11 Days in Puerto Rico
Walking along the beach just outside my rental in Humacao, Puerto Rico during the evening of my first day on the island, I was struck by an overwhelming feeling that I’ve been here before. “I know this town” I thought as I passed ramshackle houses gutted by Maria years ago and the interspersed new construction on stilts.
They looked just like the small towns on Florida’s gulf coast that never really bounced back from various hurricanes over the years. The same bungalow beach bars dot the main drag just a few blocks over with locals only during the week and an influx of visitors drinking and dancing on a Friday night. The same dirty sand on the beaches, often overgrown with various vines and grasses, frequently entirely void of humans. The same surprisingly expensive seafood restaurants implying they have only the freshest seafood, but there must be more to that story because there’s salmon on the menu. There are no salmon in this part of the ocean.
I know this town. I’ve been here before.
A hurricane damaged pier |
It was a surprising feeling because I actually haven’t been here before. In fact, it starkly contrasted my realization the prior night that Puerto Rico is much more like a foreign country to me than anywhere else I’ve been in the USA. Were it not for the distinctly American brands dotting the roads--McDonalds, Burger King, Checkers, Walmart, Home Depot--and the use of US dollars, I would have guessed that I was in another country.
It hadn’t yet occurred to me, but this was also because many of the differences between Puerto Rico and the contiguous US cities I’ve lived in are the same differences that have made me uncomfortable in other countries.

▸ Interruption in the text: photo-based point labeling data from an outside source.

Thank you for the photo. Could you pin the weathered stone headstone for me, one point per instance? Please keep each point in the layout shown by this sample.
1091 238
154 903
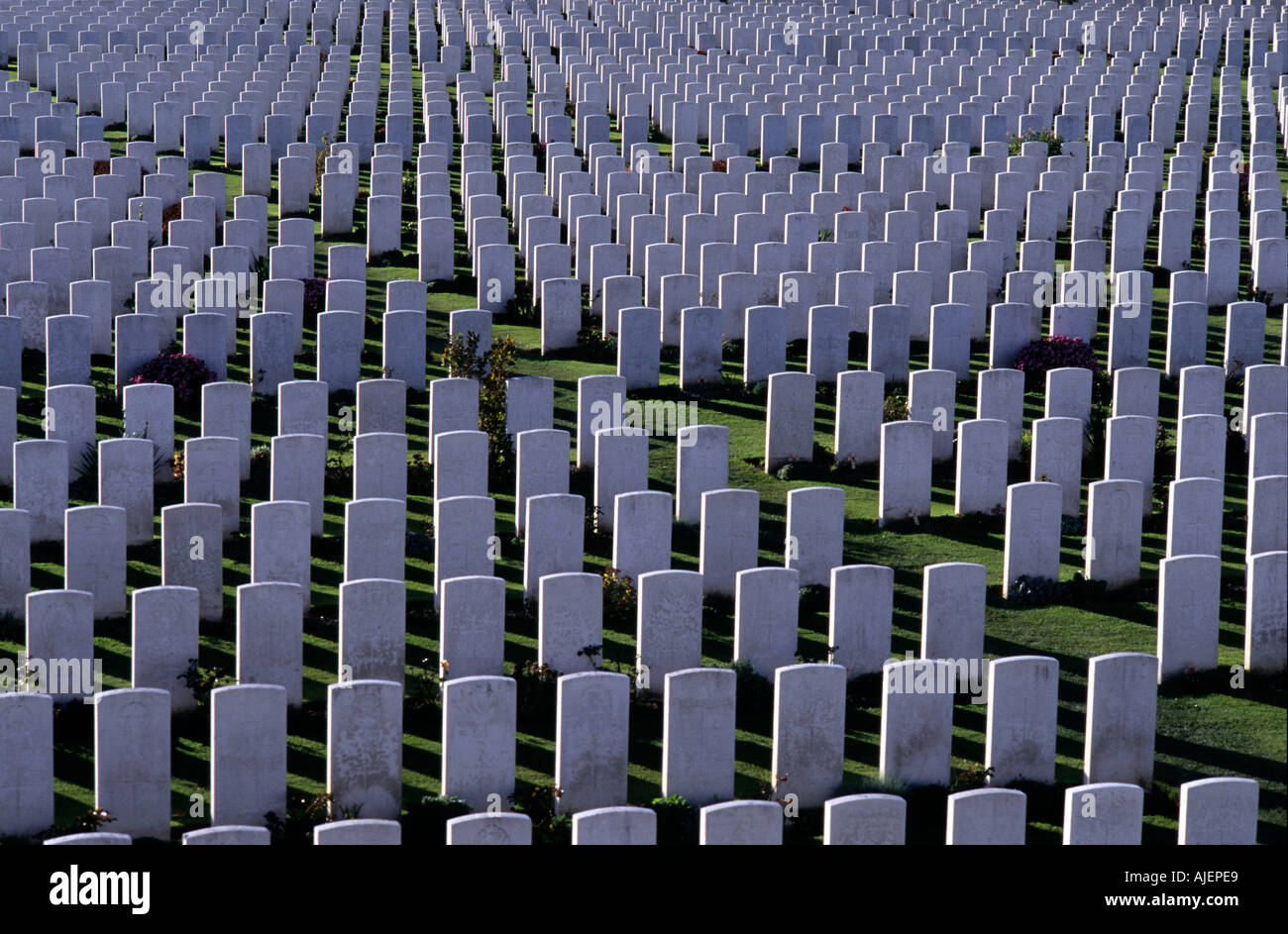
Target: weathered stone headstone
478 741
364 762
591 741
248 754
698 735
1122 690
132 761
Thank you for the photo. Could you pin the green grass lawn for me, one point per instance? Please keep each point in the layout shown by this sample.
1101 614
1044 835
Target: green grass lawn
1206 727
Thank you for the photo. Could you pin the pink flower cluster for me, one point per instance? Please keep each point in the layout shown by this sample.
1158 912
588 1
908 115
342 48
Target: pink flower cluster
1052 354
179 369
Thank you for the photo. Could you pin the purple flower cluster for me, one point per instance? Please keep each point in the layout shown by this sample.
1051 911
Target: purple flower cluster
314 298
1052 354
180 369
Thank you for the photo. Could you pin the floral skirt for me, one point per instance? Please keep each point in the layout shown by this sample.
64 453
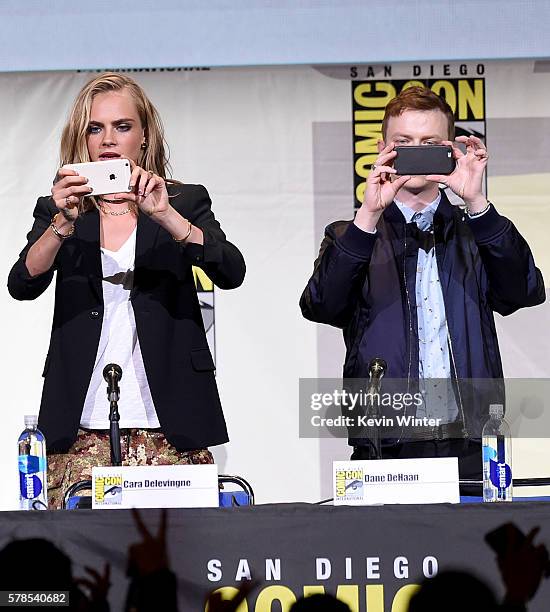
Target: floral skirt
92 449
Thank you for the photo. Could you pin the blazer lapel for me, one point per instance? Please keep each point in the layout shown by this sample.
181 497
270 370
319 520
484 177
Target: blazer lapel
87 232
146 235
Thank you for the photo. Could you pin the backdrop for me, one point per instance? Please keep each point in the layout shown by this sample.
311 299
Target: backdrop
283 151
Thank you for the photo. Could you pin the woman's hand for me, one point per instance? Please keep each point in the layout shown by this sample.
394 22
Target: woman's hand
67 191
148 192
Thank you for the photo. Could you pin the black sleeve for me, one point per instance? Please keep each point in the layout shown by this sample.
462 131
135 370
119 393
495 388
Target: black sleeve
21 285
514 280
220 259
339 274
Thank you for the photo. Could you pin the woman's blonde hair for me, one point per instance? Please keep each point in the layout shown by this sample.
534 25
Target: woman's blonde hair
74 149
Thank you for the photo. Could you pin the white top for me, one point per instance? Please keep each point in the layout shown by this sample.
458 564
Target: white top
119 344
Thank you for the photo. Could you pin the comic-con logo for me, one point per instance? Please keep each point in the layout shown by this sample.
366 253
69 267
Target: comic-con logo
108 490
349 484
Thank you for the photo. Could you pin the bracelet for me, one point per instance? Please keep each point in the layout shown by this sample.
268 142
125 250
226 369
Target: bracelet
57 233
186 235
481 212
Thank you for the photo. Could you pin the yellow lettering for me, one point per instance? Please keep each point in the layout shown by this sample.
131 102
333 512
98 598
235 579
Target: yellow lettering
403 596
413 84
229 593
449 92
363 94
369 115
267 596
360 192
375 597
470 99
317 589
372 132
349 594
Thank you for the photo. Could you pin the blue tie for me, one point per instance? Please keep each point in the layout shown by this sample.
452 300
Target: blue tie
421 221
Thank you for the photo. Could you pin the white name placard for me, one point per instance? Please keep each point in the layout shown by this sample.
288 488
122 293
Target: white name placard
396 481
155 486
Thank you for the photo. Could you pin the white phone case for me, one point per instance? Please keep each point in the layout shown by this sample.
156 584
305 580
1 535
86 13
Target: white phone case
109 176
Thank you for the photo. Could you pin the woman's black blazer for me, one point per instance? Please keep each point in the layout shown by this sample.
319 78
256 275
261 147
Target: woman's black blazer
178 362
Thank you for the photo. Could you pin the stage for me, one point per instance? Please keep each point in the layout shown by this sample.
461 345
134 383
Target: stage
366 554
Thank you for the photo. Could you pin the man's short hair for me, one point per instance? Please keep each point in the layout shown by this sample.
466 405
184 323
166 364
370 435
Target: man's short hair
418 98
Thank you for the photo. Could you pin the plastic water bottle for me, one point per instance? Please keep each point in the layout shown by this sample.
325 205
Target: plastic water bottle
33 484
497 457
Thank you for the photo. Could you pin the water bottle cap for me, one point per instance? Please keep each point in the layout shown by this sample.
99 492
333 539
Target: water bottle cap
31 420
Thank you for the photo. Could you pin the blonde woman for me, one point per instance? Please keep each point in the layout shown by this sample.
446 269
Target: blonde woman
124 294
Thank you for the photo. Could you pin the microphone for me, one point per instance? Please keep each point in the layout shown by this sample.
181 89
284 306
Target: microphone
112 373
377 369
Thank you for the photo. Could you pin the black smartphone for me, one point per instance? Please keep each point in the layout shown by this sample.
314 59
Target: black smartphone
424 159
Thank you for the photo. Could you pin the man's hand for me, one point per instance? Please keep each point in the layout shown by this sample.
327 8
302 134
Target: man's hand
149 555
522 566
467 178
380 190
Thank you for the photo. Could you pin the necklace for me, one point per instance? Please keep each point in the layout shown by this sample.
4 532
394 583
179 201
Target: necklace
114 213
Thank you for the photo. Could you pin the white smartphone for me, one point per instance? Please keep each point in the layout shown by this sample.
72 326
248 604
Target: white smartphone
109 176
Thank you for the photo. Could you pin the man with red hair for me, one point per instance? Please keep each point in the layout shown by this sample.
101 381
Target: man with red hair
415 280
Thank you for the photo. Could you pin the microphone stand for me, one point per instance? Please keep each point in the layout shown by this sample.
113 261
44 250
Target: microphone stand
112 374
377 369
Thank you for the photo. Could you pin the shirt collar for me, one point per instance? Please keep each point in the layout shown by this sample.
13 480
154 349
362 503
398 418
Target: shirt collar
428 212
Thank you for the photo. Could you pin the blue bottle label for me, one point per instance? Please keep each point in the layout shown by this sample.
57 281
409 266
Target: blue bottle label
31 464
500 474
489 453
30 486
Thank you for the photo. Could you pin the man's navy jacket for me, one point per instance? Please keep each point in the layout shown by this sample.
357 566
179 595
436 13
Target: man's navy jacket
365 284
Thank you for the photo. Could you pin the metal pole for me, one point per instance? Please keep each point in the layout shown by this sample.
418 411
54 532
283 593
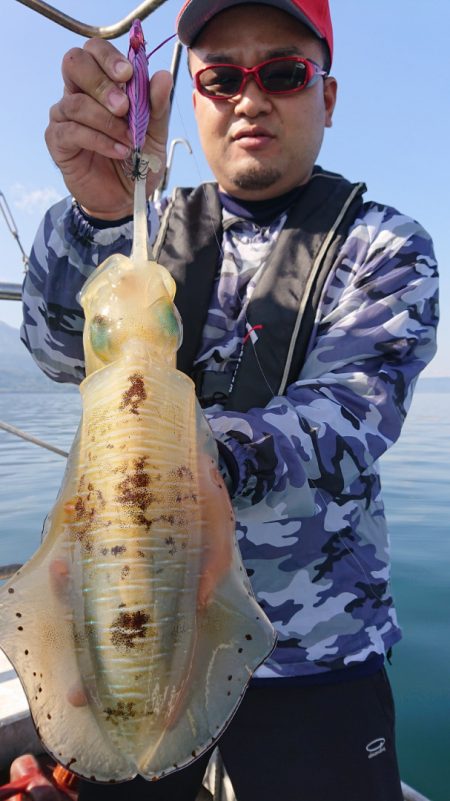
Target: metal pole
29 438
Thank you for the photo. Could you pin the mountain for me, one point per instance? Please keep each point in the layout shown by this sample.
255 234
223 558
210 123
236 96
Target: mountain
18 371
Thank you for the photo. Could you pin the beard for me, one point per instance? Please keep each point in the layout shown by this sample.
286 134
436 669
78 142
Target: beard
256 178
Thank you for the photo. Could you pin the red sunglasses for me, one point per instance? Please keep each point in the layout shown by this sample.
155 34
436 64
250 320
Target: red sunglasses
277 76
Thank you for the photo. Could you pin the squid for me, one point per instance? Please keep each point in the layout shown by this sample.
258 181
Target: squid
133 628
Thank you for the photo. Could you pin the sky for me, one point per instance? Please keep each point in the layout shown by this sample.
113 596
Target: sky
391 126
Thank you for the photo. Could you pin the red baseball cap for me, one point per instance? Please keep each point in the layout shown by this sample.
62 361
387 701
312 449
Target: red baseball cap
315 14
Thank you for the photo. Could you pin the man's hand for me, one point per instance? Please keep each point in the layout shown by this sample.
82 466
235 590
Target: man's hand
88 134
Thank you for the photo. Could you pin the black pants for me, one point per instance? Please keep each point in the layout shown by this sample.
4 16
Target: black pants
317 743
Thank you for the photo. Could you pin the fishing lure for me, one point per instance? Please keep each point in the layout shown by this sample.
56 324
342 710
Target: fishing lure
134 629
139 100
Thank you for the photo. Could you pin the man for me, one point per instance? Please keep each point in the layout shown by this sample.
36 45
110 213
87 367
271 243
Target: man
308 315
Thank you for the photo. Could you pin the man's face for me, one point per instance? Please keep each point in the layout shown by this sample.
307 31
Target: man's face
259 145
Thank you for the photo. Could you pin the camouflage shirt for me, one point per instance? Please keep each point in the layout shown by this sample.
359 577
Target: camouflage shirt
306 486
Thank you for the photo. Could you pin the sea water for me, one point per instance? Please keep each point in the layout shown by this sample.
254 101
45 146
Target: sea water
416 481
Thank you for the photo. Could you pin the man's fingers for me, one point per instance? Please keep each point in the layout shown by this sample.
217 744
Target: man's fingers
82 71
86 112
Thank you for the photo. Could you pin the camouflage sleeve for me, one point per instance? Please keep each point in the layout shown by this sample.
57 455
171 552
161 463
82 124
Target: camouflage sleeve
375 332
68 247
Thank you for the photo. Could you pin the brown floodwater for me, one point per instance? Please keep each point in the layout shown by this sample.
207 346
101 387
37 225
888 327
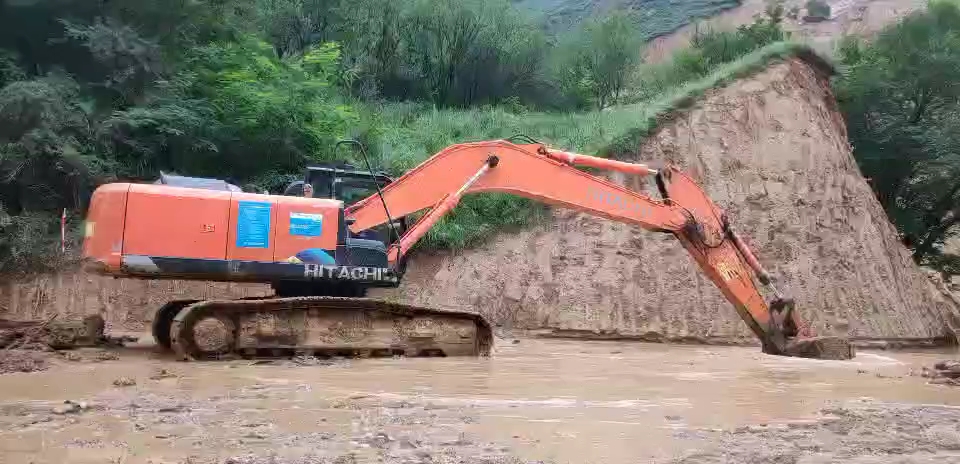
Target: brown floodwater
554 400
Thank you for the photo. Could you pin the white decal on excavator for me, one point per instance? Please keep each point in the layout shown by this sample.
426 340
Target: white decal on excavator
319 271
727 271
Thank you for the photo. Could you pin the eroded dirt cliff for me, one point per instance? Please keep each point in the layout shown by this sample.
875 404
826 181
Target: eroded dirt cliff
772 151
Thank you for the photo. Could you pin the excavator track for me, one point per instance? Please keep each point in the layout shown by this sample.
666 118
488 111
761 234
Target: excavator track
324 326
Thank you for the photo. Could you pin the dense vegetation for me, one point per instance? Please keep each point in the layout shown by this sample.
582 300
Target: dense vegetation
251 91
900 94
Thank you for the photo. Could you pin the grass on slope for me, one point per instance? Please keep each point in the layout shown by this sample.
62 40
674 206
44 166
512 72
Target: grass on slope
410 135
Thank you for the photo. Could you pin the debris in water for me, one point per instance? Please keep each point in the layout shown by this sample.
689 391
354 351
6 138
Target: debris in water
943 373
162 374
124 382
21 361
70 407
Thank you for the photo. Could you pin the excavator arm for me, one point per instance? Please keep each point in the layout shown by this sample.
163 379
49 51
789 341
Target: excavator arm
538 172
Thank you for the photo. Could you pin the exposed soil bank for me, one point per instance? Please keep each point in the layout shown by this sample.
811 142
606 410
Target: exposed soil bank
771 150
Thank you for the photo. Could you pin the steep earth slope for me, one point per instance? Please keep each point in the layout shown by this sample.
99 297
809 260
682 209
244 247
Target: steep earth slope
771 150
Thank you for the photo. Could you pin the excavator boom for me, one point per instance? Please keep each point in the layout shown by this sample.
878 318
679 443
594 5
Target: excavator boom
320 253
540 173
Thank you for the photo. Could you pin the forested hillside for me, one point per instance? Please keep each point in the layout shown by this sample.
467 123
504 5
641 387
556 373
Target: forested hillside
251 91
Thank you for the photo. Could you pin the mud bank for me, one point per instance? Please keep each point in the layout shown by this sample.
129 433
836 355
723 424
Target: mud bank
772 150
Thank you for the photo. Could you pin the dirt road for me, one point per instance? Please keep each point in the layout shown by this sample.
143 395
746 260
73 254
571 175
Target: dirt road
549 401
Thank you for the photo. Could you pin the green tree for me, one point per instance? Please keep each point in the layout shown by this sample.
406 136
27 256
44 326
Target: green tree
900 94
598 60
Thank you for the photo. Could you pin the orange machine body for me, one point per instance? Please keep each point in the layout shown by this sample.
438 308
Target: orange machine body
163 231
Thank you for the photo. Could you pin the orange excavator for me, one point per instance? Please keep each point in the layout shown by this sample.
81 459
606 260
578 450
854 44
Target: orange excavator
321 251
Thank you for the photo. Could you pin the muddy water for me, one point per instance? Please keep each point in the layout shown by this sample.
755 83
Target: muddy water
557 401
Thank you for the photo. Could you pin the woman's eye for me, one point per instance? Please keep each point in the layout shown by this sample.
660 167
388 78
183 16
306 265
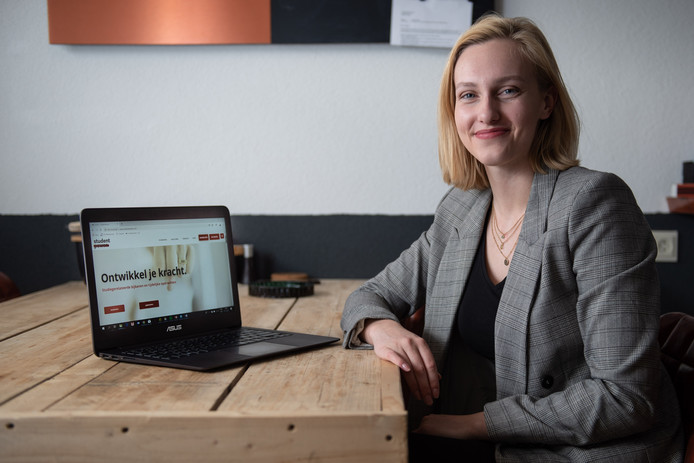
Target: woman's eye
509 92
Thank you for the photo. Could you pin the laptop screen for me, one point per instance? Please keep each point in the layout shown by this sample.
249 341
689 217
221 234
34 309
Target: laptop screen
159 271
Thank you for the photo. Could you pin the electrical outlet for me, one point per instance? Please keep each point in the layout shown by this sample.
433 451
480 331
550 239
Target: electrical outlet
667 245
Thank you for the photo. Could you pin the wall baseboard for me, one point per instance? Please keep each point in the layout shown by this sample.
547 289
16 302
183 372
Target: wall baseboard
36 251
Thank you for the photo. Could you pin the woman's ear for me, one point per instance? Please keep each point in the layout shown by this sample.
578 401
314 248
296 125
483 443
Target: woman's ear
549 101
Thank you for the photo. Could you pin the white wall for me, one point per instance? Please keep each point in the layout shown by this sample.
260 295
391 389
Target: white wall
315 129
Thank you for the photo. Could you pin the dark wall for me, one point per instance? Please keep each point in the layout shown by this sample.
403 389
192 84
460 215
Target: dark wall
36 252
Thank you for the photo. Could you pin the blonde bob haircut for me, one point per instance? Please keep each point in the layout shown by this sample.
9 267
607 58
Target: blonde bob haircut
556 142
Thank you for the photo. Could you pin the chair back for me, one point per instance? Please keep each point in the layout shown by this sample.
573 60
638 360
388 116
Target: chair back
677 353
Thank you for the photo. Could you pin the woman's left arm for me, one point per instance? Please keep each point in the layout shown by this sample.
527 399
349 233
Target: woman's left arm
617 312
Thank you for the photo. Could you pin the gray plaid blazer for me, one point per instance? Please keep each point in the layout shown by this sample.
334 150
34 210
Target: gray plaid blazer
578 371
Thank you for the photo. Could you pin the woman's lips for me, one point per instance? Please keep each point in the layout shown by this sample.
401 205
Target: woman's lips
486 134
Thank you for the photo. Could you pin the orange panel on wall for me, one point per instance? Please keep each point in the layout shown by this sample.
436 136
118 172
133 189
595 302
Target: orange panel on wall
158 22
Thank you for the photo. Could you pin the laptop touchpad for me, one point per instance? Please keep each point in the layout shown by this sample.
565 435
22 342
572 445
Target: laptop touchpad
260 348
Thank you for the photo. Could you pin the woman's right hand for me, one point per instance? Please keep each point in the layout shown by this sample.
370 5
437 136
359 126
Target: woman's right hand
411 353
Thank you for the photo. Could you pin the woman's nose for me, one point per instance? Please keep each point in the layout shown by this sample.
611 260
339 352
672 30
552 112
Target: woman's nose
488 110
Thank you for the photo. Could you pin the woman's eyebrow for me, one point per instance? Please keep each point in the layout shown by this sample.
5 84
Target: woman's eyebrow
500 80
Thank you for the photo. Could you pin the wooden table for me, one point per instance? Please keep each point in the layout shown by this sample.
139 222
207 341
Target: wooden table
59 402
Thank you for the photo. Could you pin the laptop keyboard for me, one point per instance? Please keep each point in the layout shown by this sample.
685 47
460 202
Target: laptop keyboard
191 346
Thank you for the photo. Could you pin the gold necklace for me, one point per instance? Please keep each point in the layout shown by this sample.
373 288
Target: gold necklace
510 232
500 246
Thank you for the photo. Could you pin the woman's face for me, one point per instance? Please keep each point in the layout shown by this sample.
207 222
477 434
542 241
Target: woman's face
498 104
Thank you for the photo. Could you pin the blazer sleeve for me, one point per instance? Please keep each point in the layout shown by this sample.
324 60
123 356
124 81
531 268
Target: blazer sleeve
614 392
401 287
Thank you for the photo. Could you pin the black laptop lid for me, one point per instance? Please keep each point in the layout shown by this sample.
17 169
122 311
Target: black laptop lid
158 273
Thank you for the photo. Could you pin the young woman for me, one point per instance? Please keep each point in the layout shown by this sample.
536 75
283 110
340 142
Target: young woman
537 276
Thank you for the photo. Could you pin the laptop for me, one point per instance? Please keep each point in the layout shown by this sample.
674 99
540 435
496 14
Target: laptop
163 290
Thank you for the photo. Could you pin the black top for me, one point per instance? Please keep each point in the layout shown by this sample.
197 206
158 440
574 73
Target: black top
478 306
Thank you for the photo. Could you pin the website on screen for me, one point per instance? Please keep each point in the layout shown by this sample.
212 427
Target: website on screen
160 270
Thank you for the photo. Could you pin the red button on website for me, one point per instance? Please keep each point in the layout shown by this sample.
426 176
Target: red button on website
149 305
114 309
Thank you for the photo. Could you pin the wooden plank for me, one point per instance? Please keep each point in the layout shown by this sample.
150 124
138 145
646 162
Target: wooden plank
49 392
127 386
325 380
210 437
27 312
35 356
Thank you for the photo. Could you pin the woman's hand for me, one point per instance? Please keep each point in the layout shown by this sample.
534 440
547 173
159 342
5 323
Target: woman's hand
455 426
409 352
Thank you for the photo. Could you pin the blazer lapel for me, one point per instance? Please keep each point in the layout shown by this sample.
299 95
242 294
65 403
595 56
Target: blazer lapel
520 290
452 275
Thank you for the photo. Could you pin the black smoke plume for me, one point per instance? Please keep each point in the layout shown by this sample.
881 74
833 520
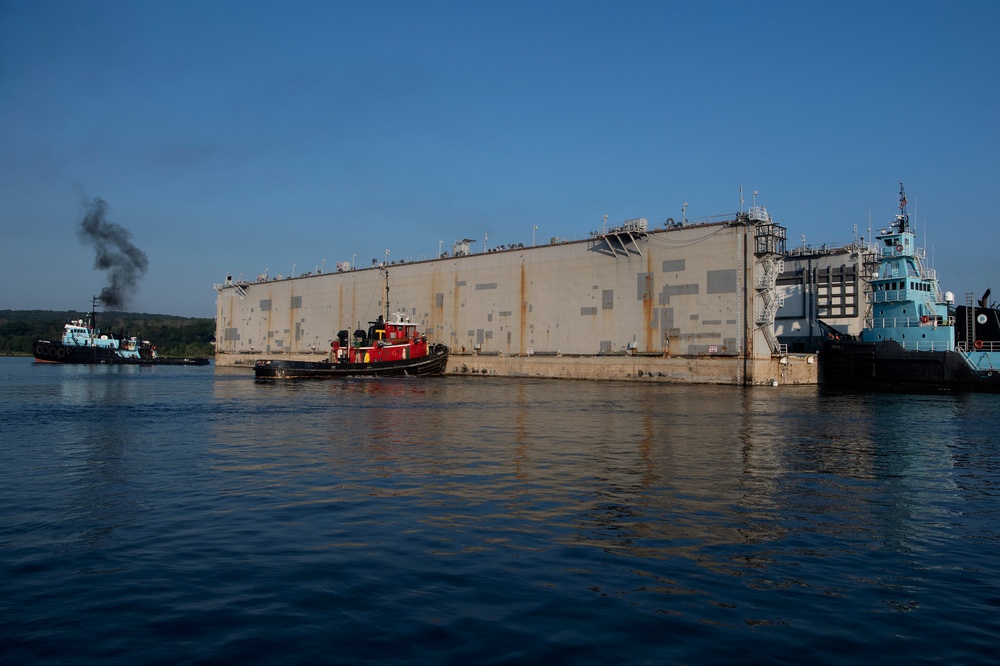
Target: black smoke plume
115 253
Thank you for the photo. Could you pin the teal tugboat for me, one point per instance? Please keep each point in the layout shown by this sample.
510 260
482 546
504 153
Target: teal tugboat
914 339
83 343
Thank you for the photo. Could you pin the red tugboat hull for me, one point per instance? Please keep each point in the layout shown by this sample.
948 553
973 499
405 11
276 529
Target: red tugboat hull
432 364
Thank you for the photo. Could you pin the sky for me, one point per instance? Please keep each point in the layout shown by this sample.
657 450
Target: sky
250 137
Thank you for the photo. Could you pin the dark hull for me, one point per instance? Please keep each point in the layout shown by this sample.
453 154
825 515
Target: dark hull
886 366
432 364
56 352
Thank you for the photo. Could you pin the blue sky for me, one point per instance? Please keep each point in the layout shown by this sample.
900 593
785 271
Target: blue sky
234 137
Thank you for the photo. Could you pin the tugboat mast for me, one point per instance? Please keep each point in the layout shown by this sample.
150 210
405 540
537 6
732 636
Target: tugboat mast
903 219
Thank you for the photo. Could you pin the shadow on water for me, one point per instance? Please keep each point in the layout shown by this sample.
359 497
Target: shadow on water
476 519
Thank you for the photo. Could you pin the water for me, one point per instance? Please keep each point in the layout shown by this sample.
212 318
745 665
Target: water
194 515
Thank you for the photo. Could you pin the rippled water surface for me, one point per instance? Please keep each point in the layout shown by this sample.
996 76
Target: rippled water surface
177 515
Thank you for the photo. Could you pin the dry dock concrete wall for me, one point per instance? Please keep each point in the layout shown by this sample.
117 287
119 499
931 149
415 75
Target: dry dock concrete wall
682 300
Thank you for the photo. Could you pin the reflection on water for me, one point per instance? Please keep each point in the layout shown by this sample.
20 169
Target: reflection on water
491 520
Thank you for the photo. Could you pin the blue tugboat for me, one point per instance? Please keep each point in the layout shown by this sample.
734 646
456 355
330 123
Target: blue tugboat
914 339
83 343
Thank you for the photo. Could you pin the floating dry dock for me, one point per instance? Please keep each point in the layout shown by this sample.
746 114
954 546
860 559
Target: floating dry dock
691 303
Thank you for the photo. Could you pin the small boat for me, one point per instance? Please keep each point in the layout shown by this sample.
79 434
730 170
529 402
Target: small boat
914 338
391 347
83 343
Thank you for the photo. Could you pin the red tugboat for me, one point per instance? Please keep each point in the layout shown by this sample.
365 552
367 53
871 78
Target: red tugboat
392 347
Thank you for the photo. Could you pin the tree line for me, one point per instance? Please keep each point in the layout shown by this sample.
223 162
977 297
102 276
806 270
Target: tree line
173 336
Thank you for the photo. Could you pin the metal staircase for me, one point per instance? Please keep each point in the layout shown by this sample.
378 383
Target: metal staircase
770 250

The tiny mountain roads that I took from San Juan out to the eastern coast were incredibly tiny, probably predating the car’s transportation domination. Horses tied up to fences every so often gave a hint that the takeover isn’t complete. The roads were all paved, and mostly painted like modern roads, except that many of them had no center line because there wasn’t enough room for two full lanes. They remind me of tiny roads in the German Alps, or on the side of Cape Town’s Table Mountain, or in the Scottish Highlands. Two cars can pass by each other, but only as long as they both agree to edge one side of themselves just outside the painted edges of the road, and occasionally off the pavement entirely. At first I clenched my whole body when I had to drive past another car. Eventually I learned to clench just my butthole.
The grocery stores carried a lot of the foods I’d expect to see in mainland America, but at much higher prices. The cheaper produce and locally prepared items were largely unfamiliar to me, or at least things I didn’t know how to cook with, like plantains. I bit the bullet and stuck to the foods I knew, compromising with myself by being more adventurous at restaurants. It reminded me of Japan, where the fruits I recognized were incredibly expensive. Oranges and strawberries were reliably a dollar or more per fruit, and melons were at least twenty dollars each. Radishes, mushroom varieties, and plenty of other options were cheaper, but I didn’t even know what to call them to search for recipes, let alone come up with something on my own.
Most notably, I didn’t speak the local language. Puerto Rico is officially a Spanish speaking country. Many people do speak English, but many do not. It seemed like most of the people I encountered outside of San Juan fell into the latter group. A few explicitly told me so. It has this in common with nearly every country on Earth.
what used to be a swimming pool in the middle of the rain forest |
So my experience in Puerto Rico was of two categories: the familiar and the familiarly unfamiliar.
On the one hand, I went hiking in a National Forest--the only tropical rainforest in the US--on trails that date back to the New Deal and were built by the Civilian Conservation Corps. On the other hand, I learned the hard way that the signs at the beach near one of my AirBnbs were actually warning you NOT to swim on account of the incredibly strong undertow. I got up to knees in water and before realizing why no one else was taking a dip.
Familiar and unfamiliar. At home and abroad. Comfortable and slightly nerve wracking. Even if neither of those extremes are particularly novel in my life at this point, the blending of them is.
For me, and perhaps many Americans, rural Puerto Rico presents a unique opportunity to practice being a tourist without needing a passport. A chance to dip out on much of the dominant culture of the continental USA. To sit in a room where you could in no way be confused for a local. To immerse yourself in the uncomfortable and then cool off at a Walmart where the self checkout will speak in Spanish, but the text is still in English.
As I leave Puerto Rico today, I’m struck with another overwhelming feeling: I’ll be here again. I have a lot more practicing to do.